Wer "Läufelfingerli" will, muss Nein stimmen


Vorsicht beim Ausfüllen des Stimmzettels:

• Wer die Umstellung auf Buslinie durch das Homburgertal will, muss Ja stimmen. Denn zur Abstimmung steht der Generelle ÖV-Leistungsauftrag, der diese Umstellung vorsieht.

• Wer das "Läufelfingerli" als Bahnlinie erhalten will, muss Nein stimmen. Er muss als den Leistungauftrag, der den Bus vorsieht, verwerfen.

Zur Abstimmung kommt es, weil die Bahn-Befürworter gegen den Leistungsauftrag das Referendum ergriffen hatten. Um beim Beispiel zu bleiben: Daniela Schneeberger, die eine Umstellung auf Busbetrieb will, wird somit Ja stimmen.

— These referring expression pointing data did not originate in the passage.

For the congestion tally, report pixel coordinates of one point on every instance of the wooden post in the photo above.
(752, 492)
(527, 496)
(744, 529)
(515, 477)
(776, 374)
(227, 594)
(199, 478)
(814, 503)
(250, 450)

 Ihre Meinung zu dieser News
(Mails ohne kompletten Absender werden nicht bearbeitet)
fileadmin/templates/pics/echo.gif

"Argusaugen auf weitere Fallstricke"

Die gestrigen Äusserungen von Regierungspräsidentin Pegoraro und einigen bürgerlichen Flammenwerfern sind Öl ins Abstimmungsfeuer gegossen: Da wird den Baselbieterinnen und Baselbietern tüchtig Angst gemacht und vor einem Nein beschwörend gewarnt. Denn bei einer Ablehung dieser Vorlage würden alle Verbesserungen damit auch bachab gehen. Selbstverständlich kein Wort davon, dass absichtlich der ganze Generelle Leistungsauftrag statt nur die Teilvorlage "S9 - Umstellung auf Busbetrieb Sissach-Olten" zur Abstimmung gelangt. Es wäre ein Leichtes gewesen, die Vorlage auf die Läufelfingerli-Frage zu beschränken, um alle weiteren Änderungen nicht zu gefährden. Ein Schelm, wer Böses denkt.

Und weil dieses politische Ränkespiel natürlich mit sehr viel Berechnung betrieben wird, müssen wir nun mit Vehemenz "Zurück an den Absender" sagen und eben Nein stimmen, um den Fortbestand der S9 zu sichern. Anschliessend muss dann der Generelle Leistungsauftrag (GLA) neu ausgearbeitet werden. Auch dannzumal werden wir mit Argusaugen auf weitere Fallstricke achten müssen!

Die Drohbotschaft, der Fortbestand der S9 würde per Saldo runde zwei Millionen Franken Mehrkosten verursachen, führt mich zu einem Nebenschauplatz inbezug auf innovative Sparmöglichkeiten: Mit der Übernahme der Buslinien der Autobus AG Liestal (AAGL) durch die BLT wäre ziemlich genau dieser Frankenbetrag eine Einsparmöglichkeit, da die teuren Overheadkosten bei der AAGL wegfallen dürften. Es ist interessant feststellen zu müssen, dass genau die gleichen Kreise aus FDP und SVP mit aller Vehemenz gegen diese Einsparmöglichkeit sind. Mit einer S9 sind eben keine Verwaltungsrats-Honorare einzustreichen. Einmal mehr: "Recht(s) ist, was mir nützt."


Ueli Pfister, Gelterkinden




"Rechnet man mit der Dummheit"

Auf wessen Mist ist denn diese Abstimmungsvorlage gewachsen? Es kann mir doch niemand weismachen, dass da kein Hintergedanke besteht, die Stimmbürger zu verarschen. Wer das Läufelfingerli weiter will, muss Nein stimmen, wenn es nicht zum heulen wäre, müsste man lachen ... Scheinbar werden solche Abstimmungen so manipuliert, um zum gewünschten Ergebnis zu kommen. Leider kommen solche Beeinflussungen immer wieder vor. Rechnet man da mit der Dummheit der Stimmbürger? Es scheint so.


Bruno Heuberger, Oberwil




"Nur mit einem Nein bleibt das 'Läufelfingerli'"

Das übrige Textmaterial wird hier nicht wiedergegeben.